İngiliz Parlamentosunun alt kanadı Avam Kamarasının Dışişleri Komisyonunca hazırlanan "Libya: Askeri müdahalenin, ülkenin çöküşü ve İngiltere'nin gelecekteki politika opsiyonlarının incelenmesi" başlıklı raporda, "İngiltere'nin Libya'ya askeri müdahalesi yanlış varsayımlara dayandırıldığı", "Cameron'ın müdaheleye yönelik uygun bir stratejisinin bulunmadığı" görüşüne yer verildi. 

Müdahale kararının, doğru istihbarata dayanmadığı iddiasında bulunulan raporda, "Hükümet özellikle bölgede sivillere yönelik tehdidin abartıldığını tespit edemedi.
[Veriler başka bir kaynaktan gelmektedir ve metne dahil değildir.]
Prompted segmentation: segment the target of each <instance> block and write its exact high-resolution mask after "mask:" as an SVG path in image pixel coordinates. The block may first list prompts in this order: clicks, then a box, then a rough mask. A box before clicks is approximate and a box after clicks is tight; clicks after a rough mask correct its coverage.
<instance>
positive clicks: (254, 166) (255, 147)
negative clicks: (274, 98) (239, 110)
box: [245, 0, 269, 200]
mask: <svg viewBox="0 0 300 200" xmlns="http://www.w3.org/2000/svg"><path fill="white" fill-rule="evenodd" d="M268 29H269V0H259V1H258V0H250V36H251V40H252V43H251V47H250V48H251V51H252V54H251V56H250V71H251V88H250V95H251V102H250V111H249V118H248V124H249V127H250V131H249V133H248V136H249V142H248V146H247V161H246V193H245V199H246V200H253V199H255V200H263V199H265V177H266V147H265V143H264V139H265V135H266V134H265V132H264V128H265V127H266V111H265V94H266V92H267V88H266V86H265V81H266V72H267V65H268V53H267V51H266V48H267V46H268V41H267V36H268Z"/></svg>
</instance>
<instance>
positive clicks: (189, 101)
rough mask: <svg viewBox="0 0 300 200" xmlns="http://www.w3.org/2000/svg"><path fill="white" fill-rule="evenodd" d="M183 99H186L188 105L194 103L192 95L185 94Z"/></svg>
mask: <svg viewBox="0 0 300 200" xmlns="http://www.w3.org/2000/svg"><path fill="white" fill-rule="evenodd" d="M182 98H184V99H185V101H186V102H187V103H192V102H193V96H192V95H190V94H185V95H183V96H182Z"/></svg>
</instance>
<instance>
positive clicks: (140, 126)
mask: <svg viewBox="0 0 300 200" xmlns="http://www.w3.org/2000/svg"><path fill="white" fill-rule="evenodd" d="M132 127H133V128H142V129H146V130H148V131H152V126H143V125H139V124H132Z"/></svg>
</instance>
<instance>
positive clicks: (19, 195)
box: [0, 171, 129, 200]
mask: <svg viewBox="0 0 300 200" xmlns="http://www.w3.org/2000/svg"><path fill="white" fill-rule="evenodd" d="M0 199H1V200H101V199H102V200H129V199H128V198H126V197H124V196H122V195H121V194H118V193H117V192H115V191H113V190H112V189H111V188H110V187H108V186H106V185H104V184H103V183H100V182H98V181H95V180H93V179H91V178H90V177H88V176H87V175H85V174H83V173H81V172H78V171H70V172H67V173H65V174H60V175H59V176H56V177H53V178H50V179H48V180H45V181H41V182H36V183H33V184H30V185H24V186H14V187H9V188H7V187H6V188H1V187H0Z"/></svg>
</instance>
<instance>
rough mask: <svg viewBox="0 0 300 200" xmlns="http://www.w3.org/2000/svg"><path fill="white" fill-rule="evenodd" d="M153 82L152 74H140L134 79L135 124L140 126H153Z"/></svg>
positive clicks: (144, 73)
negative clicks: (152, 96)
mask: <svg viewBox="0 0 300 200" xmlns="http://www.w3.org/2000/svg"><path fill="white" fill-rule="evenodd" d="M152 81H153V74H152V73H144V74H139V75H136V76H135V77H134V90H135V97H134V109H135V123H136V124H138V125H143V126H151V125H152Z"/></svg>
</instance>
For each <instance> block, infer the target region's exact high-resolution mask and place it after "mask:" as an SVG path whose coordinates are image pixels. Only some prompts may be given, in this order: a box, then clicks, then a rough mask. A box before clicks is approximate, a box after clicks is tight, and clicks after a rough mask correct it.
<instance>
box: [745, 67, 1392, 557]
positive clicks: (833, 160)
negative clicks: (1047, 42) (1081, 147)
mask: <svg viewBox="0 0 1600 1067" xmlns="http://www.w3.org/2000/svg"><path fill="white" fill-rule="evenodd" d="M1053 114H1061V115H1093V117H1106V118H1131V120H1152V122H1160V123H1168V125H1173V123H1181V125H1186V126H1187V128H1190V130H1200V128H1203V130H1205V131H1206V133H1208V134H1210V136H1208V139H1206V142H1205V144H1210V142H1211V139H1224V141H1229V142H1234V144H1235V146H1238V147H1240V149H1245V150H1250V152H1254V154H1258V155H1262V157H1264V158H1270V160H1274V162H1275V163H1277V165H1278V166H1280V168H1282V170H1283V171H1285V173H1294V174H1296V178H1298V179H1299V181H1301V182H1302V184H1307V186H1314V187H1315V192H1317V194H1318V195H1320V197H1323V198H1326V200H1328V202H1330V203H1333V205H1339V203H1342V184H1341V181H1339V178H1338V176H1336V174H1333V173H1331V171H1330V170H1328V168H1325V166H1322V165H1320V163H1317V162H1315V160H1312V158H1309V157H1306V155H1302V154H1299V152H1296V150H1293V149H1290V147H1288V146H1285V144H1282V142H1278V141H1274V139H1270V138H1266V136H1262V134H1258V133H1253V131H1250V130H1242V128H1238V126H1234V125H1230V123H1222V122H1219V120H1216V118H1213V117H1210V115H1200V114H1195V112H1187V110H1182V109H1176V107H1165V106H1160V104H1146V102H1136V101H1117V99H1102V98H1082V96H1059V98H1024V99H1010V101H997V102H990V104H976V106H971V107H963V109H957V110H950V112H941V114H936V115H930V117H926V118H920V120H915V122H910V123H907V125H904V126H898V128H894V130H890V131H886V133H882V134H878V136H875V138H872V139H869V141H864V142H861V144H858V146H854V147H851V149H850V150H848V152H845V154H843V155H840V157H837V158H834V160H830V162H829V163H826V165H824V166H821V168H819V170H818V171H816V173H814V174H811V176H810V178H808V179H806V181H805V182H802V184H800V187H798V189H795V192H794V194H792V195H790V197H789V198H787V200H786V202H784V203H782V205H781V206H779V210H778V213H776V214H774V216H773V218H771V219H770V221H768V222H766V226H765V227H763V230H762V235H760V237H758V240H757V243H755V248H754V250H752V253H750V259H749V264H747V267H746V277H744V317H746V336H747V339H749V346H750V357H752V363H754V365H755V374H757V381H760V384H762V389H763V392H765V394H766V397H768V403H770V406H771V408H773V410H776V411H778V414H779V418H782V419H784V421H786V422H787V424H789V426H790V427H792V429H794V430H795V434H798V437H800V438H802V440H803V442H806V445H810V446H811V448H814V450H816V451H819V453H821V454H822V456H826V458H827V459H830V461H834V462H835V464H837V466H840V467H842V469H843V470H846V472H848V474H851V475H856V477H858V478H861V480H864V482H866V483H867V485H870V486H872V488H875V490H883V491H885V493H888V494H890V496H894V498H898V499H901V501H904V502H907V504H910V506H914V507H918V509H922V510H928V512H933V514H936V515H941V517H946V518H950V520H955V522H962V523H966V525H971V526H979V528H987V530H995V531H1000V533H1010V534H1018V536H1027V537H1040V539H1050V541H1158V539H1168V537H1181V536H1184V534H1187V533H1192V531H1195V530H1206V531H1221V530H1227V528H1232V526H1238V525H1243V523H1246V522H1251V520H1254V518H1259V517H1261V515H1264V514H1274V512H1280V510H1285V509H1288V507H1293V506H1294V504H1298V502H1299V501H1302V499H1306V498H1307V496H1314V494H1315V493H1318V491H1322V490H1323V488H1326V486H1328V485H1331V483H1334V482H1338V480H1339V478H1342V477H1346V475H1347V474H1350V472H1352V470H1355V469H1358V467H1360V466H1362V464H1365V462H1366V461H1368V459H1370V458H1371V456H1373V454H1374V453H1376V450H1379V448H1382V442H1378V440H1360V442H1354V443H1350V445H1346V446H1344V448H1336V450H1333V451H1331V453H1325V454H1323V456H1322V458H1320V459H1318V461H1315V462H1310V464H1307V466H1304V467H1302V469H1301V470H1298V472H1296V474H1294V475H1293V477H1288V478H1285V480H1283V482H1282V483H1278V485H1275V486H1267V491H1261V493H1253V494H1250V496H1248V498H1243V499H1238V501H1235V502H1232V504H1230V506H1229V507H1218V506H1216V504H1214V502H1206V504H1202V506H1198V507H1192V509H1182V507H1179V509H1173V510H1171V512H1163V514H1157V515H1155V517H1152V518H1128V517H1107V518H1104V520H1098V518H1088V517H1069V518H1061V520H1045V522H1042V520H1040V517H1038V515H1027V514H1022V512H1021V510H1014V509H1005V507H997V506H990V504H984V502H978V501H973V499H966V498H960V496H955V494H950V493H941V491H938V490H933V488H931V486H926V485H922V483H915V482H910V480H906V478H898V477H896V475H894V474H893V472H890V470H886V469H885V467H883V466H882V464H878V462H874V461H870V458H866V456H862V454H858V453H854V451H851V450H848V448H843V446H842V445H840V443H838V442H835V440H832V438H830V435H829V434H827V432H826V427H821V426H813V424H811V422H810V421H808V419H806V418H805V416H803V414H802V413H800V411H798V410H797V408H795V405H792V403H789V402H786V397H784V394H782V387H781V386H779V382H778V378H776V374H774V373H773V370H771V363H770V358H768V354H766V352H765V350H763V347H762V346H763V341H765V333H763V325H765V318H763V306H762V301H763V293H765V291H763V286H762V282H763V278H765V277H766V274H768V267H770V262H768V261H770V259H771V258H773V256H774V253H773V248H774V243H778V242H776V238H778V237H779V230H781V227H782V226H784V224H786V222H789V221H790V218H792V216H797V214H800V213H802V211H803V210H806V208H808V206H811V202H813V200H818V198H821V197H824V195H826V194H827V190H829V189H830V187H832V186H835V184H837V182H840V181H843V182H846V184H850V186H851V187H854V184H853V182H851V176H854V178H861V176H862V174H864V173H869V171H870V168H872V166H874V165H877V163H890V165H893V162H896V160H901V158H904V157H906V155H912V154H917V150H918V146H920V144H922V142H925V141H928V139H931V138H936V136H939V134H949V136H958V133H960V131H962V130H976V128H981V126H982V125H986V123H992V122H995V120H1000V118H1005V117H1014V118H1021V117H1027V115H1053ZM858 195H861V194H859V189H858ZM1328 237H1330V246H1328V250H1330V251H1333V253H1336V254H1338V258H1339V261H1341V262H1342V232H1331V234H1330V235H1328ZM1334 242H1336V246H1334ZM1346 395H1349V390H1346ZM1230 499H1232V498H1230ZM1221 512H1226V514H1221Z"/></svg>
Muammer Kaddafi'nin yaptığı açıklamaların bazı kısımları seçilerek, söyledikleri doğruymuş gibi kabul edildi. Ayaklanmalarındaki militan İslami aşırıcı unsuru da göremedi." ifadeleri kullanıldı.

İngiltere'nin Libya'ya müdahalesinin sivilleri koruma amacı taşıdığı ancak bunun bir rejim değişikliğine dönüştüğünün belirtildiği raporda, Kaddafi sonrası dönemi şekillendirmek ve desteklemek için hükümetin herhangi bir stratejisi olmadığı kaydedildi. Raporda, "Bunun sonucu, siyasi ve ekonomik çöküş, milisler arası ve aşiretler arası savaş, insani kriz ve göçmen krizi, geniş çaplı insan hakları ihlalleri, Kaddafi rejiminin elindeki silahların bölgeye yayılması ve DAEŞ'in Kuzey Afrika'daki büyümesi oldu. İngiltere Ulusal Güvenlik Konseyinde (NSC) aldığı kararlarıyla David Cameron, uygun bir Libya stratejisi geliştirilememesinin nihai sorumlusudur." değerlendirilmesinde bulunuldu. 

- "Müdahale uluslararası bir karar" savunması

Rapordaki değerlendirmelere ilişkin İngiltere Dışişleri Bakanlığından yapılan açıklamada ise müdahalenin uluslararası bir karar olduğu vurgulanarak, Arap Birliğinin müdahale çağrısında bulunduğu ve askeri hareketin Birleşmiş Milletler Güvenlik Konseyince de onaylandığı belirtildi.

Kaddafi rejiminin Libya'daki bazı muhaliflere saldırı tehdidinin ardından İngiltere ve Fransa'nın öncülüğündeki uluslararası koalisyon, Mart 2011'de Kaddafi güçlerine karşı hava saldırıları başlatmıştı.